While SQL operations are executed in partitioned table, they will be executed in each partition parallelly. In scenario of partition pruning, the data in some partitions is included in the range of the query’s conditions. It makes no sense to do such query. DolphinDB supports to delete such meaningless querying conditions to optimize the query performance.

$ select max(x) from pt where date between 1990.08.21:1990.12.25;

Since the database is partitioned by every tow month, filtering triggered by “between” statement is only executed on two partitions “1990.07.01-08.31” and “1990.11.01-12.31”. On partition “1990.07.01-08.31” the “filtering” operation can be deleted.

Implementation of Distributed Queries with MapReduce

There are two situations when the system has to rewrite a distributed query. One is when we use the order by clause. The other situation is when we use aggregate functions and a grouping column is not the partitioning column.

When the partitioning column is the first grouping column, the implementation is straightforward. The system simply executes the query on each relevant partition and then merge the individual query results.

When the partitioning column is not the first grouping column, the system uses the MapReduce method to implement the distributed query execution. It first searches the MapReduce definition for aggregate functions, then rewrites the original query to the map query based on the mapr definition of the aggregate functions and sends the map query to each involved partition for execution, and finally it executes the reduce query to merge the results.

$ select avg(x) from t where id>200 and id<900 group by date;

// the partition column of table t is column id rather than column date

For the example above, the map query would conduct the following operation:

$ tempTable = select sum(x) as col1, count(x) as col2 from t where id>200 and id<900 group by date;

The reduce query would conduct the following operation:

$ select wavg(col1, col2) as avg_x from tempTable group by date;

Not all distributed queries can be rewritten this way. One example is the calculation of the median over a distributed table. We will discuss this in the section of Distributed Computing.

The system knows if a built-in function is an aggregate function or not. However, when users define their own aggregate functions, they must use keyword defg rather than def to tell the system it is an aggregate function. If we define an aggregate function with the keyword def, and apply the function to a distributed query, we may get wrong results or receive exceptions.

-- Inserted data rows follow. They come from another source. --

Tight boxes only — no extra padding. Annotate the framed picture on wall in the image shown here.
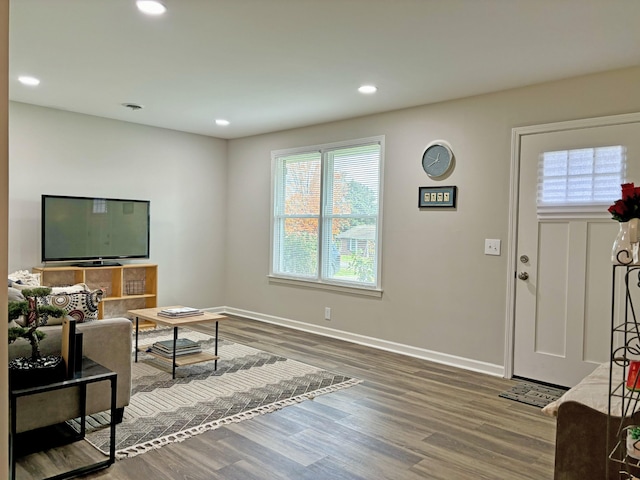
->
[418,186,458,208]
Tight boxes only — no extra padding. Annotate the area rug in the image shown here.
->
[76,329,360,459]
[498,382,567,408]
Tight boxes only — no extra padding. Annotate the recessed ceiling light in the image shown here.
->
[18,75,40,87]
[120,102,144,112]
[136,0,167,15]
[358,85,378,94]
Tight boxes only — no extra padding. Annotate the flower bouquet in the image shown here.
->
[608,183,640,265]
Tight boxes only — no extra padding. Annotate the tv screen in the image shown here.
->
[42,195,150,262]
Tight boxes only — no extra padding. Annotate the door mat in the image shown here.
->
[73,329,360,459]
[498,382,568,408]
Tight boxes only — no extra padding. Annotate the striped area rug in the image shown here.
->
[79,329,360,459]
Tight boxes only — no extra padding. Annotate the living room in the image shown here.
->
[1,1,640,478]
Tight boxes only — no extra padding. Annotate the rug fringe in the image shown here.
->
[99,378,362,460]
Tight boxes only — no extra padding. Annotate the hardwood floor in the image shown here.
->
[16,319,555,480]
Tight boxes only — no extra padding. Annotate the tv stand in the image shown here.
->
[73,260,122,268]
[32,260,158,318]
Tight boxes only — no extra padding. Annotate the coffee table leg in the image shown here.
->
[136,317,140,363]
[213,320,218,370]
[171,327,178,379]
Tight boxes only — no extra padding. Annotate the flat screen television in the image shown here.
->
[42,195,150,266]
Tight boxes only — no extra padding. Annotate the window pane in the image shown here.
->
[278,218,318,277]
[284,154,320,215]
[272,136,382,287]
[335,218,378,285]
[538,145,626,207]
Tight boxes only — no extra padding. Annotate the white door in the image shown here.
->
[513,117,640,387]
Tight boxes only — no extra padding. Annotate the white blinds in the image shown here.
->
[272,139,382,288]
[537,145,626,216]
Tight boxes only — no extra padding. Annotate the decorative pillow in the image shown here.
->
[9,270,40,287]
[7,287,24,302]
[38,290,103,325]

DolphinDB allows user-defined functions (UDF) or user-defined aggregate functions (UDAF) in SQL queries. Users can simply define a function and then use it in the query on the fly. There is no need for compile or deployment. The implementation in a distributed query, however, is slightly different from the implementation in an ordinary query. The system automatically checks the existence of UDF or UDAF for distributed queries. If the system detects an UDF or UDAF, it will serialize it and its dependent UDF or UDAF to the remote sites together with the query. This complicated checking and serialization process is invisible to users. It is one of the unique features DolphinDB offers in comparison with other systems.

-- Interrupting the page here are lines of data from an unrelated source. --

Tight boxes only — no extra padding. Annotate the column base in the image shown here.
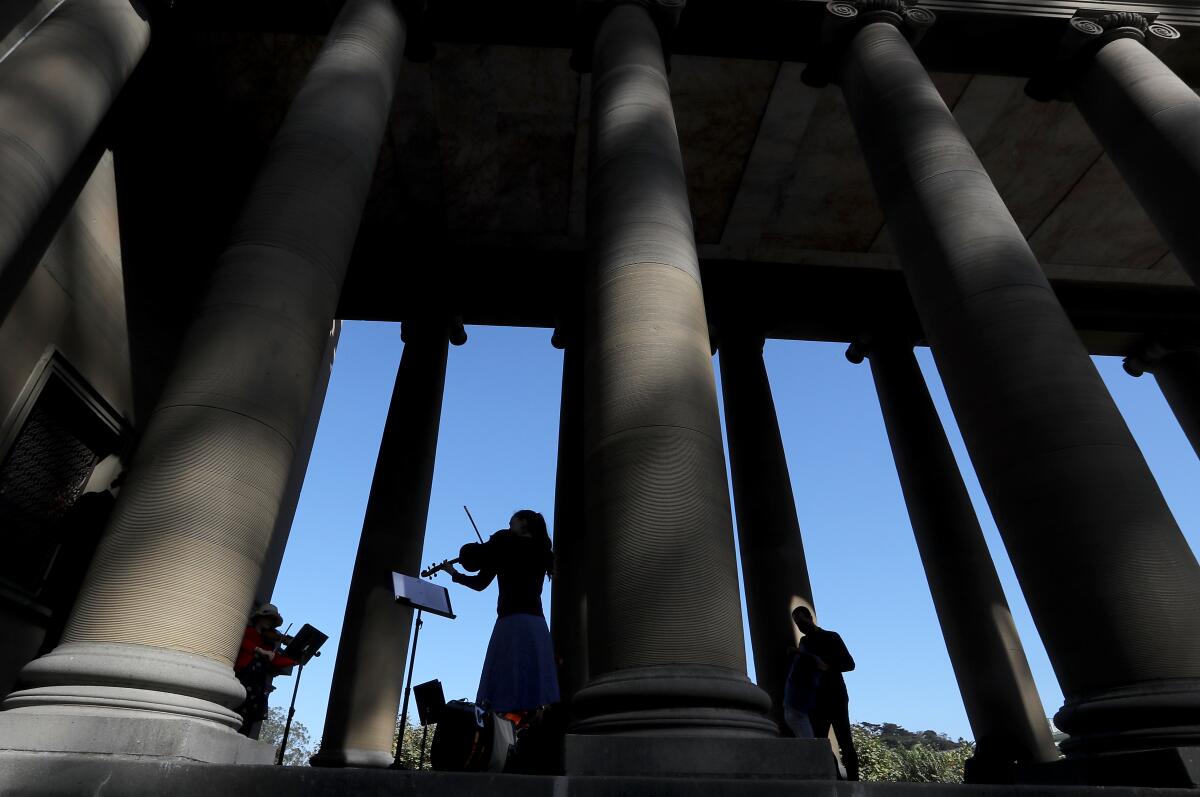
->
[565,733,838,780]
[1054,678,1200,759]
[0,642,265,763]
[0,712,275,763]
[571,665,779,738]
[1015,747,1200,789]
[308,749,396,769]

DolphinDB does not support the use of aggregate functions such as sum or count in the where clause of distributed queries. This is because distributed queries use the where clause to select the relevant partitions before executing aggregate functions with the MapReduce method. If aggregate functions appear in the where clause, distributed queries cannot select the relevant partitions and would fail. If we need to use aggregate functions in the where clause of distributed queries, we can write new distributed queries to calculate the values of these aggregate functions and assign these values to some variables, and quote these variables in the original distributed queries.

DolphinDB SQL statement supports the use of variables that are not defined in SQL queries. For distributed SQL queries, the system automatically copies the variables on the local node to the required remote node. This is an advantage of DolphinDB compared to other systems.

Please referce to Chapter 8: SQL Statements for more SQL information.